The ideas in this article, in the context of our expectations of Amazon's same day delivery service, appeared in The Conversation, Slate, New Republic, and USNews.
There has been considerable recent press on algorithmic bias. There is even a workshop series devoted to this topic. Given the importance of algorithms to decision-making in today’s world of Big Data, this attention to accountability and fairness is well-deserved. However, the tone of the discussion is far too alarmist in my opinion.
Humans are known to carry biases, and these biases impact human decision-making even when we try to be unbiased. For example, a simple tool was much more frequently mis-identified as a gun in the hands of a black man than in the hands of a white one. Such latent biases undoubtedly impact every day life decisions, whether it is a policeman deciding whether someone is an armed threat or an innocent citizen or an interviewer deciding how “intelligent” a job applicant is. On account of our history, some types of bias may be more salient, such as that based on race or sex. Nevertheless, many other types of biases may be equally prevalent: for instance, based on hair style, dress, or voice pitch.
Since we are human, and are comfortable with accepting human limitations, we have learned how to live with and manage these biases. But these biases are complex, and not easily managed. Even when we try our best not to be biased, our brains often fool us. For a few crucial biases that are socially unacceptable, we have a societal definition of discrimination, and explicit attempts to overcome it.
With algorithms making decisions, there are those who claim that the “data speak for themselves”. This is far too naïve a view: algorithm output depends very much on the data selected for input, the model chosen, many representation choices along the way, and so on. On the other hand, it appears there are many who worry about algorithmic bias because the algorithm is making decisions in a way that they do not understand: this is akin to the frustration you would feel if decisions of importance to you were made by an inscrutable human whose motives and values you were unable to interpret.
With machines making decisions, biases become much easier to quantify. We not only know the fractions along each dimension, but also how the decisions were made. If we are able to quantify what fairness means, we can ensure that the machine meets this definition of fairness.

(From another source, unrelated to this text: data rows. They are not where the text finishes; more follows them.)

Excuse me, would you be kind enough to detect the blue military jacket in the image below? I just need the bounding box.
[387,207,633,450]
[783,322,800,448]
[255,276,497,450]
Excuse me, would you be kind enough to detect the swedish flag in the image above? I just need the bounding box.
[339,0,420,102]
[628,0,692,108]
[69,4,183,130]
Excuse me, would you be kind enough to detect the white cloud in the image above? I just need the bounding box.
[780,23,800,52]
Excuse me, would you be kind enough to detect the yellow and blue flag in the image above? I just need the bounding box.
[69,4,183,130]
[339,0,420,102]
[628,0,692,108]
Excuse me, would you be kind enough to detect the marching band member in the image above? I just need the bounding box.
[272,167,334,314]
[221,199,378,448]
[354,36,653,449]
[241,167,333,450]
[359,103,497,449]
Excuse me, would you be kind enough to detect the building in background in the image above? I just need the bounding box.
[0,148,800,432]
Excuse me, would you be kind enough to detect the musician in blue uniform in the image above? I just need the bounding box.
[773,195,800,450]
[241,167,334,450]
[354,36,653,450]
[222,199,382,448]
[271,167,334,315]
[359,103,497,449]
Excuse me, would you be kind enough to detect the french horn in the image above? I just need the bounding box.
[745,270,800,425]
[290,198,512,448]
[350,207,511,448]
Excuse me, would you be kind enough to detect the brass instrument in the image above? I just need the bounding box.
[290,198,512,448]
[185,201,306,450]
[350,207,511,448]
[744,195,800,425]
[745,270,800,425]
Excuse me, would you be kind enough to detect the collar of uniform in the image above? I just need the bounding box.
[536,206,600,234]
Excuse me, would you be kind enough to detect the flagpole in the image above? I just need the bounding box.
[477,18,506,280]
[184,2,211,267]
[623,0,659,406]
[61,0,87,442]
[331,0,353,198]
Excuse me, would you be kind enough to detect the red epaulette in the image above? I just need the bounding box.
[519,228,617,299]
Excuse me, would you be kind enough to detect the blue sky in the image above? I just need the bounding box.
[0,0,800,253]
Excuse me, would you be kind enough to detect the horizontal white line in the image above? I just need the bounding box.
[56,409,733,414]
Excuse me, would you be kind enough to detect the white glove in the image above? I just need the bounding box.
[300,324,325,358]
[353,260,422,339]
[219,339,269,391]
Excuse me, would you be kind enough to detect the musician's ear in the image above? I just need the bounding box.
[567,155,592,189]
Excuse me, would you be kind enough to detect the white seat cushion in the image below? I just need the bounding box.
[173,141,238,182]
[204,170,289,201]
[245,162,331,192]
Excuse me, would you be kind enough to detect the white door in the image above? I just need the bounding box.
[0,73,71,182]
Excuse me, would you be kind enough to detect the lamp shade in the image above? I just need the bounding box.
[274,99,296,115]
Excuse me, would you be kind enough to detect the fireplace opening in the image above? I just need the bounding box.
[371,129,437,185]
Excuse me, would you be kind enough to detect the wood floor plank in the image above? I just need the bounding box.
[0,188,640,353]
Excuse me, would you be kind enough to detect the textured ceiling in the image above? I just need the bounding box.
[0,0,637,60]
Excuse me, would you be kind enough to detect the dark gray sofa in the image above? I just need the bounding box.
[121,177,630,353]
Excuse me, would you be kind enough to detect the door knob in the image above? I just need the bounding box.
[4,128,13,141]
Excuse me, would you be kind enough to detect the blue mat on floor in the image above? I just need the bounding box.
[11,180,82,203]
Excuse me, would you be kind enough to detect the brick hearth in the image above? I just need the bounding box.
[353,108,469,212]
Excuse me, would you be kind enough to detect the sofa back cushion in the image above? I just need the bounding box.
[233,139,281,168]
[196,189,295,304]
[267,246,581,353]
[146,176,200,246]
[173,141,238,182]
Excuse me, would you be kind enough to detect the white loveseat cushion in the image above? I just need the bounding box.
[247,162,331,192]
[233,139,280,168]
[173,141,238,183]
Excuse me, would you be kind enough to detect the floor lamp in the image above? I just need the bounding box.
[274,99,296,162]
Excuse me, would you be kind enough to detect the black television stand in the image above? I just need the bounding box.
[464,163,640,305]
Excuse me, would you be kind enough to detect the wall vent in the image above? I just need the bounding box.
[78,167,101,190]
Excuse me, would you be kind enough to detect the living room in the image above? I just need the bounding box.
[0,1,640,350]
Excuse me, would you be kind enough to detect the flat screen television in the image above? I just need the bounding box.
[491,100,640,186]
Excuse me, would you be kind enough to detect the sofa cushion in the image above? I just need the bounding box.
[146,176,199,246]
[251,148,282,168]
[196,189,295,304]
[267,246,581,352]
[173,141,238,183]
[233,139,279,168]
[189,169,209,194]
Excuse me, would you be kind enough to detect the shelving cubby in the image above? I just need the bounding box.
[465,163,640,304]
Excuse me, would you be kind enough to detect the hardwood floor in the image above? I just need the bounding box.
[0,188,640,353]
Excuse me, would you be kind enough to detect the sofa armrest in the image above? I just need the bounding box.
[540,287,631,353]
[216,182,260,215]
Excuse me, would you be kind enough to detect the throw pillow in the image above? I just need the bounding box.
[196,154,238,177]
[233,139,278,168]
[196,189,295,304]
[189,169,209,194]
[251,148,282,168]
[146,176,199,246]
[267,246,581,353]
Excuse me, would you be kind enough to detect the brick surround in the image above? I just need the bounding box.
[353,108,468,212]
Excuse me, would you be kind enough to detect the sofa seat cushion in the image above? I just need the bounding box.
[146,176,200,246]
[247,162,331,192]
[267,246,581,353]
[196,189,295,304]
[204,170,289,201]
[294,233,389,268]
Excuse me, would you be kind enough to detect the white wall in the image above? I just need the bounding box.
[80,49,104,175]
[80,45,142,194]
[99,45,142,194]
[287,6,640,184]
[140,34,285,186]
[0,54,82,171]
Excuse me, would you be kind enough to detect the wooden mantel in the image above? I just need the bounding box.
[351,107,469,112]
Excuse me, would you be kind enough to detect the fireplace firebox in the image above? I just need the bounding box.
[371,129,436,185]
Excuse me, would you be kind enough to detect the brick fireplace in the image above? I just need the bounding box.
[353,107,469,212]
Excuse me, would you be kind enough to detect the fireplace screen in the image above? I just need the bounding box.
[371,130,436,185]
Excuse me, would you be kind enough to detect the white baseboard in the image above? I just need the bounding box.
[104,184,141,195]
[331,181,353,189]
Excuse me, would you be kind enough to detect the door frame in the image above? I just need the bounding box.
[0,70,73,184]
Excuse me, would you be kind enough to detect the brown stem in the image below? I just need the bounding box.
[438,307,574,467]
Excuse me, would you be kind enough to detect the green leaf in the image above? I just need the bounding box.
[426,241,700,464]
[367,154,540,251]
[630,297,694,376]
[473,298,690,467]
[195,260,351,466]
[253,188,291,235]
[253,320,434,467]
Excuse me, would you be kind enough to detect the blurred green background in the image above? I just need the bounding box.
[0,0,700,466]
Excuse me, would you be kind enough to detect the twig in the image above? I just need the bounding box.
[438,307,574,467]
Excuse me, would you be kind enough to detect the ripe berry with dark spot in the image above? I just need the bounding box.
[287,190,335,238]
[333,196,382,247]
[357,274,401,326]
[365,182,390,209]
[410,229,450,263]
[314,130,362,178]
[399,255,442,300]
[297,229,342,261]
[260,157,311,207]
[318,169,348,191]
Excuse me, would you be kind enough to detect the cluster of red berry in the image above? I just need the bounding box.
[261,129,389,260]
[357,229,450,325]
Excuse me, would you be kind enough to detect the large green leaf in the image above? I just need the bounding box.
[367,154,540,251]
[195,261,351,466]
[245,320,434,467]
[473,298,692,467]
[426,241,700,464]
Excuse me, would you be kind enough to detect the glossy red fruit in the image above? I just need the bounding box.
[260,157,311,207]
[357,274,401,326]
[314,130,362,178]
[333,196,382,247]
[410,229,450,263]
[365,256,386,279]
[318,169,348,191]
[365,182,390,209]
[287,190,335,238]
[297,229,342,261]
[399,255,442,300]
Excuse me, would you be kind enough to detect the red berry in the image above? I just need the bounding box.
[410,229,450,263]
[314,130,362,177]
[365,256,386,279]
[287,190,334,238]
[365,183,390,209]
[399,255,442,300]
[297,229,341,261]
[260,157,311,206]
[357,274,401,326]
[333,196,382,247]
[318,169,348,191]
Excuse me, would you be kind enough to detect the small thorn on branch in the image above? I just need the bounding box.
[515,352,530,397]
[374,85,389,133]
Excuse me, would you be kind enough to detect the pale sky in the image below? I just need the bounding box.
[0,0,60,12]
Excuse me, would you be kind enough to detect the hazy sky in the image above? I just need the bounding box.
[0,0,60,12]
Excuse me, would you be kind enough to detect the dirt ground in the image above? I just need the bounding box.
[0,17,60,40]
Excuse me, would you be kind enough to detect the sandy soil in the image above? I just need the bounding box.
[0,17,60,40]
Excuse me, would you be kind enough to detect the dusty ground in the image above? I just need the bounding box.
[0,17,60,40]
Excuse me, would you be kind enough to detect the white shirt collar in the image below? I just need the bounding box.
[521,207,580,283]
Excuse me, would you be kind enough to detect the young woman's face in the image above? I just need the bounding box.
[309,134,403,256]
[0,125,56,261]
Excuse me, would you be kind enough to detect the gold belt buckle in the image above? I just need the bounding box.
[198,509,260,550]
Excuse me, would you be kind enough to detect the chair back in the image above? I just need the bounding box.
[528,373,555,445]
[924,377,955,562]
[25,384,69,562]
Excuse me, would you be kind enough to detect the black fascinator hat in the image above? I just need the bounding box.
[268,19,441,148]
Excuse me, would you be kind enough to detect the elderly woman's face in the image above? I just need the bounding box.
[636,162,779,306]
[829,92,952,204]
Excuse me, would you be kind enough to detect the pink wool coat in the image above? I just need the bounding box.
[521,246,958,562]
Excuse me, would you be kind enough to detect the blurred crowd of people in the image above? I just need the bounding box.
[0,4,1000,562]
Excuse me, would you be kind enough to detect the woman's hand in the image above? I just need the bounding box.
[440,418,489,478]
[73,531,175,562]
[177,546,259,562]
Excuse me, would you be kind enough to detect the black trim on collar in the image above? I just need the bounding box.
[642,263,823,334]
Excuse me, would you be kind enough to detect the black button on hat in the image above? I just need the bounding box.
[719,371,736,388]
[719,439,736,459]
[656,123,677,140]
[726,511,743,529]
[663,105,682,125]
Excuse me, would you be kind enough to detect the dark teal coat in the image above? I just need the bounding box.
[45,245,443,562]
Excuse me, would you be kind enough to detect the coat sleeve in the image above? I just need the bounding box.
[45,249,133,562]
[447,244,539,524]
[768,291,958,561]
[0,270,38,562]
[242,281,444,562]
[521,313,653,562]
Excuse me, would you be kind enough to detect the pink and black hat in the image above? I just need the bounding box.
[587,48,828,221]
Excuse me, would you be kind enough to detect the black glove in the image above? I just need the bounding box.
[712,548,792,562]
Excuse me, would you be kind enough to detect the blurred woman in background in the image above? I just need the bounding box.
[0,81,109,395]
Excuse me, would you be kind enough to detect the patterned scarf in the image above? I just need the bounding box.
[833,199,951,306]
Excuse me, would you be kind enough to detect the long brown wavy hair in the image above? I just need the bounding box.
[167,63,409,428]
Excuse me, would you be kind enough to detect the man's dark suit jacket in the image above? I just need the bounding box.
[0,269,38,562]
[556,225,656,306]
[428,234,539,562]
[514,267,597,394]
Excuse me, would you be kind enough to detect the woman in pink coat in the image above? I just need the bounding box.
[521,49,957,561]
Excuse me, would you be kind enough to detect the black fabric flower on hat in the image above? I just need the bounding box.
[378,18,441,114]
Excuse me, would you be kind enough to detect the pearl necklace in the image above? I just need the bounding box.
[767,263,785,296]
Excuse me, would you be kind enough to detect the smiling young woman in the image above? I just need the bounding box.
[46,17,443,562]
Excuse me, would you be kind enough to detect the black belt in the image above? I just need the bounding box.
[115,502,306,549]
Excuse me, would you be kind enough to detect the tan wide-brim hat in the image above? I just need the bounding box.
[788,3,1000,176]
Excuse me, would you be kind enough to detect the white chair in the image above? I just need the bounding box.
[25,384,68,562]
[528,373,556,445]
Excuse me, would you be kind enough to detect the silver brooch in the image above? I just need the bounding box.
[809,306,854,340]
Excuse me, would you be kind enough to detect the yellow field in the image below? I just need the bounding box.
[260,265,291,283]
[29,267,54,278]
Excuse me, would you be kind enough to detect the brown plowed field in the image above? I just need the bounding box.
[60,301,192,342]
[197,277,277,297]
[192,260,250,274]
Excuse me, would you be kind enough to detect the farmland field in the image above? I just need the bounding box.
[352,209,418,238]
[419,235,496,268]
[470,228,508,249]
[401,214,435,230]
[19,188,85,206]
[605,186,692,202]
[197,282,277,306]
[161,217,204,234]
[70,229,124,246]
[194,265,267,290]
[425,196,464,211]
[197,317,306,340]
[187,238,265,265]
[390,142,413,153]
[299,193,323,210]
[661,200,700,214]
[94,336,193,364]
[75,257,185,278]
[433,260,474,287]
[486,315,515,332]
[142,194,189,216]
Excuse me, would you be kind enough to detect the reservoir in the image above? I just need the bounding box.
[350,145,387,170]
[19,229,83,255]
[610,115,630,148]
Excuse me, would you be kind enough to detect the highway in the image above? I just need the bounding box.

For traditional, human, decision-making, there are two main avenues used to ensure fairness. One is by prohibiting the consideration of certain factors, such as age or race. Another is by measuring the outcome, and presuming discrimination if the outcome is not proportionate. For example, if women make up 50% of the application pool, but only 20% of those hired, we may ask a company to explain why this isn’t evidence of gender discrimination. Both of these avenues are straightforward to implement computationally. So it should be straightforward to build computer algorithms that satisfy the definition of fairness for humans.
In short, humans are not perfect. Human decisions are biased, in many ways. Machines will not be perfect either. But bias in machines can be measured and controlled, giving us machine decisions that can be less biased than humans. The goal of algorithmic accountability should be not just to avoid egregious algorithmic bias, but rather to provide us with decisions much less biased than human decisions.